Fortunately, what hasn’t been gone missing in the upheaval and long lag between albums is Grandaddy’s unique sense of humor. Whereas many deliberately experimental groups can seem pretentious and ponderous, Grandaddy has always tempered their arty explorations with wit. Songs like “Stray Dog and the Chocolate Shake” and “The Go In and Go-For-It” uphold that tradition, as Lytle fills them with a colorful cast of characters—a football coach with a toothpick in his mouth, a limo driver with magic hair. The band’s odd sense of humor carries over to their business dealings as well. Turns out that Arm of Roger’s The Ham and Its Lily, the album from the fictitious band created by Grandaddy and put out by their fledgling label, Sweat of the Alps, was originally a fake version of The Sophtware Slump. Fairchild says that the band sent it to V2 following their signing to “freak them out, because, you know, it’s horrible, a complete joke.” (The joke is apparently on their fans as well, since they are presently selling the title for $12 through cdbaby.com.)
While the band clearly has a good rapport with their current record company, they’re not as quick to laugh about their former label.
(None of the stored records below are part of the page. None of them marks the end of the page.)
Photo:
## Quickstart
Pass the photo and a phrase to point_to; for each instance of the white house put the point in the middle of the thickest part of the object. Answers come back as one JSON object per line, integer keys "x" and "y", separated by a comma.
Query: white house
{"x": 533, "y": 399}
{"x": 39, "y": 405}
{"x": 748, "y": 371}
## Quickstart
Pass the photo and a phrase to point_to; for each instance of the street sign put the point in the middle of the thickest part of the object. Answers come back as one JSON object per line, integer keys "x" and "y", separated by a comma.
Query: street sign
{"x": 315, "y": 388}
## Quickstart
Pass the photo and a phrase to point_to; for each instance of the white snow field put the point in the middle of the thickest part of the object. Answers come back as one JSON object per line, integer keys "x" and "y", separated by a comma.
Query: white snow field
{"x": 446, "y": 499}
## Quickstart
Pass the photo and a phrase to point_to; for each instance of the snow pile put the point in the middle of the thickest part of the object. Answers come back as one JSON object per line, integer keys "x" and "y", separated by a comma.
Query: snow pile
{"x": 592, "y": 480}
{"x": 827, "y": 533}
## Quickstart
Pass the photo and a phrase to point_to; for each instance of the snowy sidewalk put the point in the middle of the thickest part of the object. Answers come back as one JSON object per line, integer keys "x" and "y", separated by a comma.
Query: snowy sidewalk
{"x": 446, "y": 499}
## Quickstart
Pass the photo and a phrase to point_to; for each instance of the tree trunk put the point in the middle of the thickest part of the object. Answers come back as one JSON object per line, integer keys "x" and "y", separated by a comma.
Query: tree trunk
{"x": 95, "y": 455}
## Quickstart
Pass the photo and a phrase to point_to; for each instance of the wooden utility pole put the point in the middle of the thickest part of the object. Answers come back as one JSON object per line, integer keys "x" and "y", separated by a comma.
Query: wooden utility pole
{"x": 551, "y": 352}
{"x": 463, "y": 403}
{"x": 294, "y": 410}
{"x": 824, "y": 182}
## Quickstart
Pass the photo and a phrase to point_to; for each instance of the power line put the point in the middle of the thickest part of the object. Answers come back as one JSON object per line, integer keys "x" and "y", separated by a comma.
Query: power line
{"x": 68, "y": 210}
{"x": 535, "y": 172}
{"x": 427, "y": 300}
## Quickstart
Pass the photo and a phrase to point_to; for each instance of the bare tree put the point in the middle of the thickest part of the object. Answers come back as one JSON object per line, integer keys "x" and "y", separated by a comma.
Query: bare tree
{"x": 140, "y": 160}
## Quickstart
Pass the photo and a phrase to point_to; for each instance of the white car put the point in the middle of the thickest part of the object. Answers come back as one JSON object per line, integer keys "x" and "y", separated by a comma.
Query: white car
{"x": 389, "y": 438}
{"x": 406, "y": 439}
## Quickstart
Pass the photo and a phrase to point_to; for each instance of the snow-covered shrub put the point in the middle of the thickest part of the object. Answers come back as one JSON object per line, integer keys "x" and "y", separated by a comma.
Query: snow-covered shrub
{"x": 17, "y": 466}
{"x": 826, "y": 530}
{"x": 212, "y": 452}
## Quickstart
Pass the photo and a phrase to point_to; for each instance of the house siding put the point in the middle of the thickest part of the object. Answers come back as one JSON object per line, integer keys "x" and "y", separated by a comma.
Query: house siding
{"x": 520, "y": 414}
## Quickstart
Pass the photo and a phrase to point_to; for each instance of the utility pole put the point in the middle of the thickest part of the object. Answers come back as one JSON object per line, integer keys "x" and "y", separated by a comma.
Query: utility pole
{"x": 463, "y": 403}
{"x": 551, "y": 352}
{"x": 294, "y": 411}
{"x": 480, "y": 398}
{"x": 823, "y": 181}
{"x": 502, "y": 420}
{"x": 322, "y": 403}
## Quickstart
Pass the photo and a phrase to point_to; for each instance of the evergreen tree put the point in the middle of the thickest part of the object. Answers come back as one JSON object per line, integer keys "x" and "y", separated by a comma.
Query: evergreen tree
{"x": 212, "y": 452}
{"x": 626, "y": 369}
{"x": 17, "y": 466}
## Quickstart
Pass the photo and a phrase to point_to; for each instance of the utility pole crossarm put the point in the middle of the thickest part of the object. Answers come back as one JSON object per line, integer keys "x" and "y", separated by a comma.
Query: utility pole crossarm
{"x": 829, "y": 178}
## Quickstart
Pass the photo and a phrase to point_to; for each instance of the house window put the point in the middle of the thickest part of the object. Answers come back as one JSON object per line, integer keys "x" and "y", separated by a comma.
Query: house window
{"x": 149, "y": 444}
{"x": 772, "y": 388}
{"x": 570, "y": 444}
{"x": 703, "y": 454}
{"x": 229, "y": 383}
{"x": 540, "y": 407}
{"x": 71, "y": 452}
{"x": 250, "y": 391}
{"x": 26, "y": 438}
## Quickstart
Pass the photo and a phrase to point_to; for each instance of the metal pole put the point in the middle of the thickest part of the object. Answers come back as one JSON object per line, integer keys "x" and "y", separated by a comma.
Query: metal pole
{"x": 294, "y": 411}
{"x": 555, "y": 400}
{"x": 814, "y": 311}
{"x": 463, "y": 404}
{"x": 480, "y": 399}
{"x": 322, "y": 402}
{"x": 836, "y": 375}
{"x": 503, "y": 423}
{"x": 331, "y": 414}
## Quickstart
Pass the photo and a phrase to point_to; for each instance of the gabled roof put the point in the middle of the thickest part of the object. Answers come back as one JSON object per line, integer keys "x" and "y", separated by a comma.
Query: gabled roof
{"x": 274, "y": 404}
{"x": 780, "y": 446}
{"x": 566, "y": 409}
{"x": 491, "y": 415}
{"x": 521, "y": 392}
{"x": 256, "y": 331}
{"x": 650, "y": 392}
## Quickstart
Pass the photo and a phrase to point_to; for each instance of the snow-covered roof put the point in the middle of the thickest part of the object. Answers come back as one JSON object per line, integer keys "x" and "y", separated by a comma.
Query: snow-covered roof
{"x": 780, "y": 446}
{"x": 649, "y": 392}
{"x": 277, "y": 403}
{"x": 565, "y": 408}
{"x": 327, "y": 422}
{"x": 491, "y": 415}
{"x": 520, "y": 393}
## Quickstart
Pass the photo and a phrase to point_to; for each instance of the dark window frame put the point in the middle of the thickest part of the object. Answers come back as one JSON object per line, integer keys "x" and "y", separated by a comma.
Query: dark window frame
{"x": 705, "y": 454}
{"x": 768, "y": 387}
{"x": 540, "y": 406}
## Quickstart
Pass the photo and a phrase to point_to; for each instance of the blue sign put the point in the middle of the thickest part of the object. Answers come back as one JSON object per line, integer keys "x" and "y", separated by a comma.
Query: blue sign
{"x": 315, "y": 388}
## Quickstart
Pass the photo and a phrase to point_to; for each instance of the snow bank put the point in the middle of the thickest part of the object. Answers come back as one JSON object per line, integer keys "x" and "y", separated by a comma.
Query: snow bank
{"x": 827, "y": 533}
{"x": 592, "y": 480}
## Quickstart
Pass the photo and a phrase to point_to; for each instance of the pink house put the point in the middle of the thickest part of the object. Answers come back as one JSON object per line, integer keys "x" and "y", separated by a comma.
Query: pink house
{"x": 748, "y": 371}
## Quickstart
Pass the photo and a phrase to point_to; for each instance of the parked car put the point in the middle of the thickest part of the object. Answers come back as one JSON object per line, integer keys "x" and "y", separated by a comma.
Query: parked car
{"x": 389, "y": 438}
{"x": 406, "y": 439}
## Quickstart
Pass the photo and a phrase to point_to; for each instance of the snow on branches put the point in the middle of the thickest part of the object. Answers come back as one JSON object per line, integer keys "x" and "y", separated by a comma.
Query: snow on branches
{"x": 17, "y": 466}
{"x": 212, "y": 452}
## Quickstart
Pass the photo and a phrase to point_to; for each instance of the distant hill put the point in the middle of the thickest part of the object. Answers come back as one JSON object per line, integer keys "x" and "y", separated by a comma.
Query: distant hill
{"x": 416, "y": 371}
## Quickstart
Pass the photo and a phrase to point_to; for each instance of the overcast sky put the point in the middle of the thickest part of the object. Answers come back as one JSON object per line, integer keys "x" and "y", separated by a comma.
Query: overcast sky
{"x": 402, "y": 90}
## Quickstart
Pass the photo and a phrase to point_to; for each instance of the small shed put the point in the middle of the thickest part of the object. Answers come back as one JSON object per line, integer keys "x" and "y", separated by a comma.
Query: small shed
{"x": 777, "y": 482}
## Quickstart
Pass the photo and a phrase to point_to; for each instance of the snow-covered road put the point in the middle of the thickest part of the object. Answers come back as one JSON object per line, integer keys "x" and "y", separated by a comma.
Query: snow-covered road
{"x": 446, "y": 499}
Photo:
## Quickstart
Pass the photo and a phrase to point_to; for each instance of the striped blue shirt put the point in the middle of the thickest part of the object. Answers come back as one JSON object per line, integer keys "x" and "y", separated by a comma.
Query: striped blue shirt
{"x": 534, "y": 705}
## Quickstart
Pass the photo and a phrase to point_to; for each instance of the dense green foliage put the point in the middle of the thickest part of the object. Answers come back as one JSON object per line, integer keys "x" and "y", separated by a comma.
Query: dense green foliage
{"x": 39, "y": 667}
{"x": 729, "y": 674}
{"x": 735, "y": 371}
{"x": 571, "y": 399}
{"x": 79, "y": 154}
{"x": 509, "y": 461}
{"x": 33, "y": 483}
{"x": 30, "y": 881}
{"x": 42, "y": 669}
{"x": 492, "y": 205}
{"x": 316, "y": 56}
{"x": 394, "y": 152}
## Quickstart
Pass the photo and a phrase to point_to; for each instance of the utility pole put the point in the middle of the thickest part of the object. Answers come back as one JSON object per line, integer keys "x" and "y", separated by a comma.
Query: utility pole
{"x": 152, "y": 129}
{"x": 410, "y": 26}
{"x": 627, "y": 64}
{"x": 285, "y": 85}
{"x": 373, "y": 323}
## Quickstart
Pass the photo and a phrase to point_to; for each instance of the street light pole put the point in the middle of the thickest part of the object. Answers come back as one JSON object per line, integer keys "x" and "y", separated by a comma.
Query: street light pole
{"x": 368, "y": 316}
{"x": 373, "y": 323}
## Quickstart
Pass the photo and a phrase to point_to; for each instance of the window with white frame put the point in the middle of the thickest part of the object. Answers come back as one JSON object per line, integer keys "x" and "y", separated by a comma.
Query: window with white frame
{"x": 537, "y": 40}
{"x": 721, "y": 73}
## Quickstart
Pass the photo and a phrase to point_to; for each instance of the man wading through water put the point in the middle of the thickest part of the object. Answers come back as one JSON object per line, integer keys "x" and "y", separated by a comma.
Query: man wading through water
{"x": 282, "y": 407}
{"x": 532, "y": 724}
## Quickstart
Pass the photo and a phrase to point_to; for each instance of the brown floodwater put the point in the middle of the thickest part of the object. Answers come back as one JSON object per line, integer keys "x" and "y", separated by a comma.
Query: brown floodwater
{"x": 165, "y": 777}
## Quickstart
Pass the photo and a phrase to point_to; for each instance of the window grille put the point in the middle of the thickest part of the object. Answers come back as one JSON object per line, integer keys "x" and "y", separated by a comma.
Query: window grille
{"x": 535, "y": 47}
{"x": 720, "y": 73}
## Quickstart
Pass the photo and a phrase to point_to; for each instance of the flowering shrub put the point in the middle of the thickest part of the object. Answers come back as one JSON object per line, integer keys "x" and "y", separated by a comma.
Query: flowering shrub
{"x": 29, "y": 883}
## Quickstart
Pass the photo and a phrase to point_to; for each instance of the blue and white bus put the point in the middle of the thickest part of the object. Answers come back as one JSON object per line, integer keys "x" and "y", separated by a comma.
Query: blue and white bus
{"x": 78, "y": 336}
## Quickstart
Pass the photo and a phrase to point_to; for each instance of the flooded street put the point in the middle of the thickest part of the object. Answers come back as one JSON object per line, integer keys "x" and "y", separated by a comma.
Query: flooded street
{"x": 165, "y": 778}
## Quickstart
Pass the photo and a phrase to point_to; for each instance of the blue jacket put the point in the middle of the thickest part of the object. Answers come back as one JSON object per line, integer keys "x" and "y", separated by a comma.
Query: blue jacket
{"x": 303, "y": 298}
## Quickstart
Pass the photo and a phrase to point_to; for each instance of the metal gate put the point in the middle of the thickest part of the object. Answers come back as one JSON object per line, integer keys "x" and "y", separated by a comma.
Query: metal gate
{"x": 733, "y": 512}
Lakeshore Entertainment, which used to be known as Will Records, released a b-sides record entitled Concrete Dunes while the band was working on Sumday and Fairchild claims that the band was never consulted about the project. Not only did the album contain a few songs that had already been compiled on The Broken Down Comforter Collection, but it also featured tracks that the band had hoped would never see the light of day. “We have no relationship with Will [Records] anymore,” says Fairchild. “Frankly, it kind of disgusts us to see their name on the back of our new record.” Apparently, the label continues to have a stake in Grandaddy’s albums despite the contract with V2.
Lingering business concerns aside, Grandaddy couldn’t be more pleased with their present position. “Jason has completely cemented his version of pop songwriting with this record and we’re so excited to be playing these songs right now,” boasts Fairchild. The confidence in the new tunes was evident on their recent tour with Pete Yorn. Following our interview, Fairchild and the rest of Granddaddy took the stage and devoted the entire performance to songs off Sumday—with the exception of one cover, one track from their second album, Under the Western Freeway, and perhaps most surprisingly only one selection from The Sophtware Slump. But before the audience had a chance to register the shock, Lytle had already put down his guitar. “Thanks. We’re Redheaded Stepchild.” Strange behavior for any other band, but, coming from Grandaddy, it all made perfect sense.